請求項4記載の発明によれば、浮遊体は耐熱性および耐薬品性を有する高分子材料を用いて形成されているため、浮遊体の耐久性を確保する上で有利となる。
請求項5記載の発明によれば、浮遊体は耐熱性および耐薬品性を有する高分子材料に比重調整材を混合して形成されているので、浮遊体の耐久性を確保すると共に、所望の比重の浮遊体を簡単に得る上で有利となる。
請求項6記載の発明によれば、比重調整材は、ガラス微小中空球であるため、所望の比重の浮遊体を簡単に得る上でより有利となる。
請求項7記載の発明によれば、比重調整材は、熱膨張材に熱を加えることで発泡させ膨張させた発泡材であるため、所望の比重の浮遊体を簡単に得る上でより有利となる。
請求項8記載の発明によれば、静電容量の測定に影響を与える結露の発生を乾燥剤により防止できるので、液面の高さの検出精度を高精度に維持する上で有利となる。
【図面の簡単な説明】
【0009】
【図1】本実施の形態の静電容量式レベル計用の電極棒40が適用されるボイラ10の概略構成図である。
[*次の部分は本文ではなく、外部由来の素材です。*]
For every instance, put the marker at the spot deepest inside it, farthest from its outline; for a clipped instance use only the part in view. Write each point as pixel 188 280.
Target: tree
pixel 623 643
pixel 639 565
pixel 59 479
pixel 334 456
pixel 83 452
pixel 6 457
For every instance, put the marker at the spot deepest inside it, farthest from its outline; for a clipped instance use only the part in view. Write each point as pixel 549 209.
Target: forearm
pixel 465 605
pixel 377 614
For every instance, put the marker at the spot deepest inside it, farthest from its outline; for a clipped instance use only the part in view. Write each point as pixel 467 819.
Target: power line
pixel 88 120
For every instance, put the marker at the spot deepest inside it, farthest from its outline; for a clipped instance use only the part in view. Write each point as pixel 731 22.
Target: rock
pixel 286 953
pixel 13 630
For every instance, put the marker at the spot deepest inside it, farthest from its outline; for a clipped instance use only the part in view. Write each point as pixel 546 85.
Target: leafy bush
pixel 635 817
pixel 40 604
【図2】本実施の形態の静電容量式レベル計用の電極棒40の構成を示す断面図である。
【図3】図2のAA線断面図である。
【発明を実施するための形態】
【0010】
次に本発明の実施の形態について図面を参照して説明する。
まず、本実施の形態の静電容量式レベル計用の電極棒が適用されるボイラ10について説明する。
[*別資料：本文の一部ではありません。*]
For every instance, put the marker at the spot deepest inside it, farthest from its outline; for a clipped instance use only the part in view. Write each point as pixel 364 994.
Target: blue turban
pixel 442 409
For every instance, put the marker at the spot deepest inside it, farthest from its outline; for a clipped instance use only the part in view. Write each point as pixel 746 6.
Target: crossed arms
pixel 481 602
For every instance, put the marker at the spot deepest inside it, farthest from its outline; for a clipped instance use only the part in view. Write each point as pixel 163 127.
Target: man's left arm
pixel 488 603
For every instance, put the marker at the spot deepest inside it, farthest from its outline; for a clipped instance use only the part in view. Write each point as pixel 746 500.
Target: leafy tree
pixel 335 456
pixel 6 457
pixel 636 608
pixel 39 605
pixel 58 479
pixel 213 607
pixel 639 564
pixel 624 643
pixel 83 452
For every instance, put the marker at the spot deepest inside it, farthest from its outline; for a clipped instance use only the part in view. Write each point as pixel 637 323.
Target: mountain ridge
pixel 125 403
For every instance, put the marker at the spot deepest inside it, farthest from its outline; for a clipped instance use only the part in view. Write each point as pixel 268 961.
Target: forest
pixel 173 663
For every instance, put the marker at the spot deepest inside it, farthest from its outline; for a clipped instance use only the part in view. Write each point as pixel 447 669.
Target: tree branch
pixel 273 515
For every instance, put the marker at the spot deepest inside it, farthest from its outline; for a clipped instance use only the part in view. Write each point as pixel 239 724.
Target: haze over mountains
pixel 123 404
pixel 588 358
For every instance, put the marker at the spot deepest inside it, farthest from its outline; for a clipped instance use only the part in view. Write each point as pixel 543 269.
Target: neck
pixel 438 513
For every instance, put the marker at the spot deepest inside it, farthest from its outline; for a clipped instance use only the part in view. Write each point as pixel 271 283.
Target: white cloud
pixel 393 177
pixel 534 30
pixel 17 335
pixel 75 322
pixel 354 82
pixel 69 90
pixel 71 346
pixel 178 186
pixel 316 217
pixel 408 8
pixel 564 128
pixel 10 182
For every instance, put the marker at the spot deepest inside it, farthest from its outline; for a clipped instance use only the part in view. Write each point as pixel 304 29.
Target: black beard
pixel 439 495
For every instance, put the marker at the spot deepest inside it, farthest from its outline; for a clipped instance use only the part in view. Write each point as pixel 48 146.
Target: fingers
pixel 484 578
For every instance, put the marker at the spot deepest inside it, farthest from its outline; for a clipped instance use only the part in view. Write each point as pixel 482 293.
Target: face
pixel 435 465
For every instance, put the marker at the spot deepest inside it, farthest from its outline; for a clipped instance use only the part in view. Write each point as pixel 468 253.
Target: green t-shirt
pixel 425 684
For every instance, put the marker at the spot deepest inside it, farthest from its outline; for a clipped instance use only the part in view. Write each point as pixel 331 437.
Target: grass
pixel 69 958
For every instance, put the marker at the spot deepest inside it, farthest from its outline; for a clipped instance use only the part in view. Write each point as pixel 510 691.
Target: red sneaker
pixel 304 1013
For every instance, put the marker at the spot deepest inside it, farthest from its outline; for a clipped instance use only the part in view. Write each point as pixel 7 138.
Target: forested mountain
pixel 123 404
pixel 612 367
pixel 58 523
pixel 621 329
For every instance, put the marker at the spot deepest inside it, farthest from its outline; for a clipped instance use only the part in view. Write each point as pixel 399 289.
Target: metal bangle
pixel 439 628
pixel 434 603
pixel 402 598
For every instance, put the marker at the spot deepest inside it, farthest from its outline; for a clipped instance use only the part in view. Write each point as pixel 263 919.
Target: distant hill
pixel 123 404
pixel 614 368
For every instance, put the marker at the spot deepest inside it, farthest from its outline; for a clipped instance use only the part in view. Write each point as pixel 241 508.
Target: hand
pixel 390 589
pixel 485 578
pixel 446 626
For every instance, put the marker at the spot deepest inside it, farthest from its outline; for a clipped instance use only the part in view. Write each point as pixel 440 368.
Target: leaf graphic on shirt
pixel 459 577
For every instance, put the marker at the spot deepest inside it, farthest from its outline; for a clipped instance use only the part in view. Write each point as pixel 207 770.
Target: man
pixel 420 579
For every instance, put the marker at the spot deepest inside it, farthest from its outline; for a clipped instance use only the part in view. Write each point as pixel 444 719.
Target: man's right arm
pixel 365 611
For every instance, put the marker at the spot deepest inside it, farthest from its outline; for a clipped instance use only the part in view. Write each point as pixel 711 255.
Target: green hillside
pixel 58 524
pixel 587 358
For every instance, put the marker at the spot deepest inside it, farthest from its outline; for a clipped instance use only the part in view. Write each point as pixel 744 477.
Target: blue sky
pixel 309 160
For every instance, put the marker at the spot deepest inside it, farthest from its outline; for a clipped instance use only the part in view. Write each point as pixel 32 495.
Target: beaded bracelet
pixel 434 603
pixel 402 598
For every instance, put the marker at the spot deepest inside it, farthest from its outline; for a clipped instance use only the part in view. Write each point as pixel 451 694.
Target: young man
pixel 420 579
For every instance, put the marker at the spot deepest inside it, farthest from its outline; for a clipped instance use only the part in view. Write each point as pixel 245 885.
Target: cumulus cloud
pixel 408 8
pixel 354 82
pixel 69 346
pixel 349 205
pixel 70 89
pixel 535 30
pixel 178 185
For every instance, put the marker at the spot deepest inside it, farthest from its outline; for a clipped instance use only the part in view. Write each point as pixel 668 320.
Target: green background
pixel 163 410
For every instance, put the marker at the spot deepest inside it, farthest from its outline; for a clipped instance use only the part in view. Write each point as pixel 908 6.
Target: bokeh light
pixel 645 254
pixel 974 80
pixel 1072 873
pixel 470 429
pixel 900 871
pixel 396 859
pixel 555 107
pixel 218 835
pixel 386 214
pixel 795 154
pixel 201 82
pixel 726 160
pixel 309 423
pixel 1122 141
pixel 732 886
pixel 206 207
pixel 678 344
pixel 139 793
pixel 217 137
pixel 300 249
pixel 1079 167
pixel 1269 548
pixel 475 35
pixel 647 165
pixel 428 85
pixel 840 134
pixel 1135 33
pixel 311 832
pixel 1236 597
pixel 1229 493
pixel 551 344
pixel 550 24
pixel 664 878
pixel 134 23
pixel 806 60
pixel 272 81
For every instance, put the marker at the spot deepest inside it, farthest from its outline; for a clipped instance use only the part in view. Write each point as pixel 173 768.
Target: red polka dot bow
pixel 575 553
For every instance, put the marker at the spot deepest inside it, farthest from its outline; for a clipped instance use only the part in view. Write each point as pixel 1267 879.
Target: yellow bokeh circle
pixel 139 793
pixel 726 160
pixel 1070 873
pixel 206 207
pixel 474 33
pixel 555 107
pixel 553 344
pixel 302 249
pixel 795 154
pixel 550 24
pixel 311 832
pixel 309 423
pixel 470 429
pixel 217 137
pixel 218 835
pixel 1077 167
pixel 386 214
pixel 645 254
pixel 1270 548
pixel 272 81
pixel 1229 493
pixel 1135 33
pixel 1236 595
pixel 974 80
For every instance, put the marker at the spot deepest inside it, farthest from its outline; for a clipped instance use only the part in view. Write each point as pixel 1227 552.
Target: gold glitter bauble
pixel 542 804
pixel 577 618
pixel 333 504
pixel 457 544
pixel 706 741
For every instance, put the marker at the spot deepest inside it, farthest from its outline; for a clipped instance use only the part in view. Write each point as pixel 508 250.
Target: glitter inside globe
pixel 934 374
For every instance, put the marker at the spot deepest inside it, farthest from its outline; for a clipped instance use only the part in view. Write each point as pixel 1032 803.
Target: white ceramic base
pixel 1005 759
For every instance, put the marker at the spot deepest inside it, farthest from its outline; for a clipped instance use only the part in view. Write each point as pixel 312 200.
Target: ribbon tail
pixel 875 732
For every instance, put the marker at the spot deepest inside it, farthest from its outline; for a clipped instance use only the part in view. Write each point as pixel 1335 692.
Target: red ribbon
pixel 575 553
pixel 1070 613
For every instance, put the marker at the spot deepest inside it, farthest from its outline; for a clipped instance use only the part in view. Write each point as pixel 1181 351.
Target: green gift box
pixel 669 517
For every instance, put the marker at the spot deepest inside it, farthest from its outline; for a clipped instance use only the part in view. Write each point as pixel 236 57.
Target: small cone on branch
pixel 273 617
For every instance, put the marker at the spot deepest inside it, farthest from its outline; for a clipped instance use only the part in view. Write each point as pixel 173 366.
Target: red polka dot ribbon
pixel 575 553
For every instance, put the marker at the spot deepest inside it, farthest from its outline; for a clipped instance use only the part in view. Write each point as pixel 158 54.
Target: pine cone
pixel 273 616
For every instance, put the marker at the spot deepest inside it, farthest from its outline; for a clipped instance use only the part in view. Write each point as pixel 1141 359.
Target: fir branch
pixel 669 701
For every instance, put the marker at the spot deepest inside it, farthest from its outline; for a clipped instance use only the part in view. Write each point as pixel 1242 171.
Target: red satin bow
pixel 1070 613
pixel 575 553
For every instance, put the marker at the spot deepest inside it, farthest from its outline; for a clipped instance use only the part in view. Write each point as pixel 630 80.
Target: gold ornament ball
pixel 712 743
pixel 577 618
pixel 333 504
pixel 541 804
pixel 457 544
図1に示すように、ボイラ10は、ボイラ缶体12と、バーナ14と、給水ポンプ16と、水位検出用容器18と、制御部20と、静電容量式レベル計22とを含んで構成されている。
【0011】
ボイラ缶体12は、複数の水管24と、下部管寄せ26と、上部管寄せ28と、燃焼室30を含んで構成されている。
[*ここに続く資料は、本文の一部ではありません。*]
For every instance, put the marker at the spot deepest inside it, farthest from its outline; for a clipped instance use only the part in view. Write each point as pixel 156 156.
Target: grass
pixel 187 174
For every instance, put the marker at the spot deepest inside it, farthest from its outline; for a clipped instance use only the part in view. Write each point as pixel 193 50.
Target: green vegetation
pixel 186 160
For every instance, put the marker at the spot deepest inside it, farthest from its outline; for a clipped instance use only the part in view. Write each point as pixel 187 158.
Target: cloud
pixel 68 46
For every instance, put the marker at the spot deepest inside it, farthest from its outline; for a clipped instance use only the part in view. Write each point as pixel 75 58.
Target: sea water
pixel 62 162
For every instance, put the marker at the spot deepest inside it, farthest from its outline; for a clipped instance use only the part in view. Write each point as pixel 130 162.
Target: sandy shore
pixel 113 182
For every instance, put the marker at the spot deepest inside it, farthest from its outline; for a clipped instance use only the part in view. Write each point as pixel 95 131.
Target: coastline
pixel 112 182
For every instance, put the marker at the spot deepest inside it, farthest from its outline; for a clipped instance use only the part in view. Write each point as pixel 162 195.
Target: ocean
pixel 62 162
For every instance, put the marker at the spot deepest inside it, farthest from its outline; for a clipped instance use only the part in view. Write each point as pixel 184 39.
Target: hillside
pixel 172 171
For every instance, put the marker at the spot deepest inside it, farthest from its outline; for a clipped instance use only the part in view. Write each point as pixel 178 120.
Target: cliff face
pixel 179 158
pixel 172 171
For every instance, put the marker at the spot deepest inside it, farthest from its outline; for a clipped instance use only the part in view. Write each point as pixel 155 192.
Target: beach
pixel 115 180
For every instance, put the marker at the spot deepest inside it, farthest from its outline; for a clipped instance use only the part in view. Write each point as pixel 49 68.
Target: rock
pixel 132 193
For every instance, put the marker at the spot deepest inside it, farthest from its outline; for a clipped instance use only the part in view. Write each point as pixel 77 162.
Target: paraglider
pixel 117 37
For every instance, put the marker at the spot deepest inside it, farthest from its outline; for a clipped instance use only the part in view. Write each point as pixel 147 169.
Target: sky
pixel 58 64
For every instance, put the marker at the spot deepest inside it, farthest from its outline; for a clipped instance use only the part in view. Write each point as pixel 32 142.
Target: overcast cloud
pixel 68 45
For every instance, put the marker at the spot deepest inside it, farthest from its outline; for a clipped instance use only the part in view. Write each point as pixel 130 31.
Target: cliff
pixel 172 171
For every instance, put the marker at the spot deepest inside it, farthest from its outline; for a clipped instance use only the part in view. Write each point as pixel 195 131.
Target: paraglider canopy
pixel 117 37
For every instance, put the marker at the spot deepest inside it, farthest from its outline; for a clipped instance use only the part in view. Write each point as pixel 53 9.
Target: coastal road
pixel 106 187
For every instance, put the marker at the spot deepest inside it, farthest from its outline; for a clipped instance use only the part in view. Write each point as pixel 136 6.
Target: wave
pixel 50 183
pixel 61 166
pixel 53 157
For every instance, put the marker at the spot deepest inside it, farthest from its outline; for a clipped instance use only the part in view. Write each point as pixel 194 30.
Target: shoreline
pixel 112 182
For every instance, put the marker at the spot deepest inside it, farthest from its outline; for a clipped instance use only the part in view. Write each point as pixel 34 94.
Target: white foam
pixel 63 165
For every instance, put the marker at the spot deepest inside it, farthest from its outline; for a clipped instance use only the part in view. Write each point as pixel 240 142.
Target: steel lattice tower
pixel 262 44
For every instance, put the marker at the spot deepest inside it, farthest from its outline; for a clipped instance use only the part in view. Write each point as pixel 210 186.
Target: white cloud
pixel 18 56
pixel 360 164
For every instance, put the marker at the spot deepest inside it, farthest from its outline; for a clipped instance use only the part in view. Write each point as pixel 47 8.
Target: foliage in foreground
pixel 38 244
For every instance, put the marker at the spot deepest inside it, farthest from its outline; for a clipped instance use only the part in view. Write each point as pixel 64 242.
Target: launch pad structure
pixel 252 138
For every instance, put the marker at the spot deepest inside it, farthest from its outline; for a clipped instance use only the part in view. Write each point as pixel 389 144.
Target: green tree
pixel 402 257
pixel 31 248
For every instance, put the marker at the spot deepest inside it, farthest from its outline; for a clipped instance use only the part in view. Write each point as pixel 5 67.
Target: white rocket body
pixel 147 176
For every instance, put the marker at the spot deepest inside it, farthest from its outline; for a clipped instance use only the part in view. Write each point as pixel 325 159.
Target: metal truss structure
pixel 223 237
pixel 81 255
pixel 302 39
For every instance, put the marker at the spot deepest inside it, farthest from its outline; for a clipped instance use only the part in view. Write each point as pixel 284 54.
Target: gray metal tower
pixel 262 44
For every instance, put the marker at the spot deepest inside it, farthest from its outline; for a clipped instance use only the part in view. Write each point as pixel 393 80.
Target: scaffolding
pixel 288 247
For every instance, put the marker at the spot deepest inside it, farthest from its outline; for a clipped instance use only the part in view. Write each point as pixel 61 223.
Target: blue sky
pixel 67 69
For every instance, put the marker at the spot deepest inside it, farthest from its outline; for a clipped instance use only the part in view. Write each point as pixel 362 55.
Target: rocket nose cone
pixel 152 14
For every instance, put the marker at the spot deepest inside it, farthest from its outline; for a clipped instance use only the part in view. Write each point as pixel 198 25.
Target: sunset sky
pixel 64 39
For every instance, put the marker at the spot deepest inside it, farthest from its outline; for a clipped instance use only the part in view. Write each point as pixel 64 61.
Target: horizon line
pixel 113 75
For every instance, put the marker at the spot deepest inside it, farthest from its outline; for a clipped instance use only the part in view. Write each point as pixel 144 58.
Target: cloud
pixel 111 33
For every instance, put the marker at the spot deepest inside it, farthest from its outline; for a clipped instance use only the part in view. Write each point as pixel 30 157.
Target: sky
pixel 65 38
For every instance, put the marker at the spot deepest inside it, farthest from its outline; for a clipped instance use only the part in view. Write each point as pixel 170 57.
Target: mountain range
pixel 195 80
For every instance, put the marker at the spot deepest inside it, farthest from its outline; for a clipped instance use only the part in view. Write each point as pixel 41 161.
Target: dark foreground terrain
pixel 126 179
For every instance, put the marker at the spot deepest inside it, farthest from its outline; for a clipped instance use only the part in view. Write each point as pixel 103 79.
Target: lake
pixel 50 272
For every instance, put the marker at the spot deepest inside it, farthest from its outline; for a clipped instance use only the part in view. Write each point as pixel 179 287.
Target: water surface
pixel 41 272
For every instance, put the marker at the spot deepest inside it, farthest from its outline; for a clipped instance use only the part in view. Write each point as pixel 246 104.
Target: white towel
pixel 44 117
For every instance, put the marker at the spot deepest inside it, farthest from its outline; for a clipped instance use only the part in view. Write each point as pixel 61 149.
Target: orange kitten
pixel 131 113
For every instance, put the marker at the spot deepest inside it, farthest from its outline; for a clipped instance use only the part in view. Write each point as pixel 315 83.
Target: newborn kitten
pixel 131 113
給水ポンプ16は、制御部20の制御に基づいて水を給水管32、下部管寄せ26を経て複数の水管24へ供給する。
バーナ14は、例えば、高燃焼(100%燃焼)、低燃焼(50%燃焼)、停止の3段階で燃焼量を調整可能に構成されている。
バーナ14から燃焼室30内に向けて燃料の燃焼が行われ、燃焼ガスによって水管24内の水が加熱され、蒸気が生成される。
水管24で生成された蒸気は、上部管寄せ28で集められ、蒸気管34から負荷側へ送り出される。
【0012】
水位検出用容器18は、導電性を有する材料である金属で形成されている。
水位検出用容器18は、下壁1802と、下壁1802の周囲から立設された側壁1804と、側壁1804の上部を覆う上壁1806とを有している。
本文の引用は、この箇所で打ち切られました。